The Maine promotes new album on current tour

	John O’Callaghan from The Maine at The Intersection on Oct. 21

Kari Norton

John O’Callaghan from The Maine at The Intersection on Oct. 21

Kari Norton

With the release of their fourth full-length album, Forever Halloween, and back-to-back tours in Australia, North America and Europe, 2013 has been a busy year for alternative rock band, The Maine.

As the band members continue to mature, their music continues to grow and change with them—one of the biggest changes being the way they went about recording their new album.

Instead of using the digital approach that they used for their first three albums, Forever Halloween was recorded through analog tape.

Lead singer John O’Callaghan and drummer Pat Kirch said that the decision to use the different method was primarily producer Brendon Benson’s.

“It was something that we had considered before that, but [Benson] kind of made it the only option because that’s just what he does,” Kirch said. “So, if we wanted to work with him that was how it was going to happen.”

In addition, the band members weren’t too nit-picky when it came to putting together the new album.

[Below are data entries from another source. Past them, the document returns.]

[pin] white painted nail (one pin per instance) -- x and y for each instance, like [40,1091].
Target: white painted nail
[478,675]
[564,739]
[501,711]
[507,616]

O’Callaghan said it was similar to making their first full-length album, Can’t Stop Won’t Stop, in a sense, because they didn’t overthink too much, they just made it happen.

“The first [album] that we did on [Warner Bros. Records]…was kind of a long process and a lot of people throwing their input in, and then the second one…was us throwing all of our ideas onto the table and just recording and writing as much as we could,” O’Callaghan said. “I think [our first and last albums], those were just kind of like, ‘it is what it is, and we don’t really want to overthink it and spend too much time dissecting every little part.‘”

Since the album’s release on June 4, the Arizona natives have been busy promoting their new songs, and at the beginning of October, they took to the road for their North America tour with co-headliners, Anberlin.

“Fortunately for us, we’ve had such a solid fan base as far as being able to kind of grow up with them, so we’re seeing a lot of faces that we have over the past five, six, seven years, so that’s really cool,” O’Callaghan said.

The current tour, in particular, has been an opportunity to play their tunes for new people, and give the audience a glimpse at who they are as people and performers, he said.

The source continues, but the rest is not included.